The dividend should be appealing to investors looking for yield and especially the aspect of the monthly dividend. Though, Prospect offers a slightly higher yield and appears the better value at this point.
The stock remains below 2008 IPO levels and has failed to break above 2011 highs unlike most stocks in the sector. The company sold 16M shares at $10.68 in December and 8.5M shares at $10.79 in September, both above the NAV.
The following chart compares the stock and other BDCs over the last five years. American Capital (NASDAQ:ACAS), Ares Capital (NASDAQ:ARCC), Main Street Capital (NYSE:MAIN), and Prospect Capital have all had better returns in that time period.
Over that time period, Fifth Street has had a negative return when excluding dividends. The total return jumps to 42% when adding in those juicy dividends that have averaged nearly 10% a year over that time period.

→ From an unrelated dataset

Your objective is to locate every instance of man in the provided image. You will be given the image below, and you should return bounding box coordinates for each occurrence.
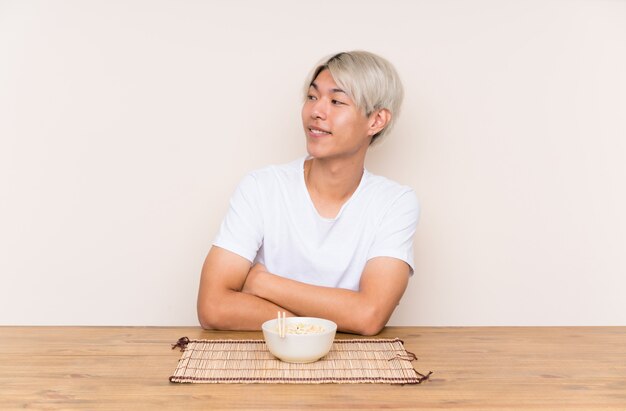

Unfortunately, the stock sits at the bottom of the pack with Main Street and Ares Capital substantially outpacing the returns in the group.
Fifth Street Finance is a compelling stock that offers a consistent dividend yield in the 10% range. As mentioned in previous articles, American Capital provides a unique opportunity to purchase a BDC trading below NAV. Investors looking for yield instead should look no further than the consistently large payments from Prospect Capital. While the other BDCs provide solid and attractive dividends, Prospect has the highest offering at this point with Fifth Street close at over 10% and Main Street the lowest below 6%.
Fifth Street Finance went public right after the financial crisis had already hit making it difficult to see how the company would've survived the Great Recession. The stock has been consistent during that period, but the company has been unable to grow NAV or the dividend even as the crisis has ended. The stock can probably be avoided until the company can prove that the constant stock offerings actually add to NAV and NII.
Disclosure: I am long ACAS. I wrote this article myself, and it expresses my own opinions. I am not receiving compensation for it (other than from Seeking Alpha). I have no business relationship with any company whose stock is mentioned in this article.
Additional disclosure: Please consult your financial advisor before making any investment decisions.